Busy port of Antwerp
© Rudmer Zwerver

Barge owners are calling for port operators to adopt “synchro-modality” to address the congestion crisis plaguing Europe’s box terminals.

Gunther Ginckels, inland consultant at SeasC4U, warned that pleas from Port of Antwerp CEO Jacques Vandermeiren for more container capacity would likely exacerbate the crisis.

He said what was needed was a “complete reimagining” of how supply chains operate.

“What is needed is all stakeholders sharing vital information with each other, so that goods can move faster, more efficiently and in synchro-modality,” he told The Loadstar.

“Synchro-modality, in essence, sees terminal operators acting as the ‘spider in the web’ and, on the basis of information provided by stakeholders, offer a synchro-modal product which brings the box from seagoing vessel stowage to final destination.

“They determine the transport mode, which can be a combination of road, rail, and/or inland shipping, and the time the goods are expected at their destination.”

Mr Ginckels also called for “concession coupling”, based on a 50/20/30 rule, in which 50% of capacity moves by barge, 20% by rail and 30% by road. This would require prioritising quay capacity, ensuring frequent rail services and ample gate space for trucking.

He added that such a development was already on its way, with Maersk said to be building a system to fit his proposed model.

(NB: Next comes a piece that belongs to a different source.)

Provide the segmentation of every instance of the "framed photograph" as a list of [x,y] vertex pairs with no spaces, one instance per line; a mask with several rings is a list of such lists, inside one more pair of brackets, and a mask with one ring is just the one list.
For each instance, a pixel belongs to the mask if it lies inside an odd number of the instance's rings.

“Maersk will set up a platform for a single rate and, with a number of requirements such as transit time, will decide how to move containers, which will be done by combining transport modes,” said Mr Ginckels.

“Expanding terminals is not the way forward, because you have to ask ‘where and how’ is there still enough surface area between the Dutch border and Antwerp to create space?

“They cannot even manage current operations and flows, and the bottlenecks are on the landside, so how in the heavens will they do better when building more docks and quays.”